Traditional Peoples or Traditional Communities are groups that have a culture distinct from the predominant local culture, maintaining a way of life intimately linked to the natural environment in which they live. Through their own forms of social organization, use of territory and natural resources (with a subsistence relationship ), their socio-cultural-religious reproduction utilizes knowledge transmitted orally and in daily practice. The Saracura community bases its economy on agriculture and fishing. During the river flood season, residents raise the floor of their houses (a process they call "marrombar"), sometimes reaching the roof, when they move to another location (called "terra firme").[3]
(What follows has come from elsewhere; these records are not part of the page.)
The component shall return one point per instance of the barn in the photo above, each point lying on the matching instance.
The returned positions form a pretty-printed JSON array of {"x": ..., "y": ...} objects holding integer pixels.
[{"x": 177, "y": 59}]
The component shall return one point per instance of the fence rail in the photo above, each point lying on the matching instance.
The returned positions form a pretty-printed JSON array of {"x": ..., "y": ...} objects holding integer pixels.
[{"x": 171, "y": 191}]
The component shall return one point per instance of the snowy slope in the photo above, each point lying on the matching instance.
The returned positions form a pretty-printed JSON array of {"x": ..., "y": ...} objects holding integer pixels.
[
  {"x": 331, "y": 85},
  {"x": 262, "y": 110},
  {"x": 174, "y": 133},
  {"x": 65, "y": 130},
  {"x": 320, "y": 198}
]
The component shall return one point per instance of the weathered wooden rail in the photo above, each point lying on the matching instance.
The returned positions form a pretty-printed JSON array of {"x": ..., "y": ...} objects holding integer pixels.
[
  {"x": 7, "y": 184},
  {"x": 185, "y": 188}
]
The lack of land title (land regularization) creates difficulties for quilombola communities in developing agriculture, in addition to conflicts with farmers in their regions and the impossibility of requesting social and urban policies to improve living conditions, such as urban infrastructure for energy, water and sewage networks. In the case of the Saracura community, the main conflicts are against mining, prospecting and steelmaking, as well as livestock farming.[8]
In September 2020, the Federation of Quilombola Organizations of Santarém (FOQS) filed a request for action with the Public Prosecutor 's Office against the construction of a fuel port by the company Atem's Distribuidora de Petróleo, on the banks of the Amazon River and at the entrance to Lake Maicá, in the Área Verde neighborhood, in Santarém. According to the Saracura community, there was no free, prior and informed consultation with the 10,000 families of quilombola, indigenous and fishing people who will be impacted by the project, as required by Convention 169 (better known as the Convention on Indigenous and Tribal Peoples) of the International Labour Organization. The 10,000 families depend on the lake for their survival.[9]
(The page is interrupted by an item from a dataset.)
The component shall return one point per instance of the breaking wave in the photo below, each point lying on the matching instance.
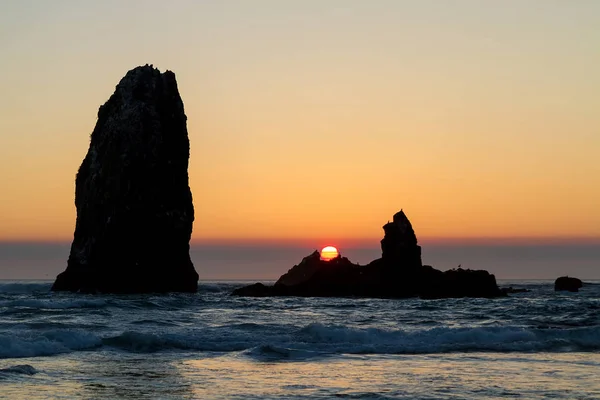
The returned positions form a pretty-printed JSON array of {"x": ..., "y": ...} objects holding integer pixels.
[{"x": 314, "y": 340}]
According to the Federal Public Prosecutor's Office and the Public Prosecutor's Office of Pará, in April 2020, the company had already been denounced for fraud in the environmental licensing of this project (which in September was already 97% complete): the company Atem's did not indicate that there would be transportation of dangerous goods, nor storage of fuels and other petroleum derivatives. It was found that Atem's had the "environmental licensing process facilitated, with fewer requirements and greater speed".[9]
Even before the fuel port was operational, the most distant Quilombola communities were already experiencing impacts on fishing, because fishermen left the Lago Maicá region and moved there; leading to conflicts and violence. The company responded to the lawsuits by suggesting that the logic of the impact assessment be reversed in order to try to allow the resumption of the works: seeking to consult the communities with the works already 97% complete, therefore obtaining the preliminary licenses and certifications in the final phase of the activities.[9]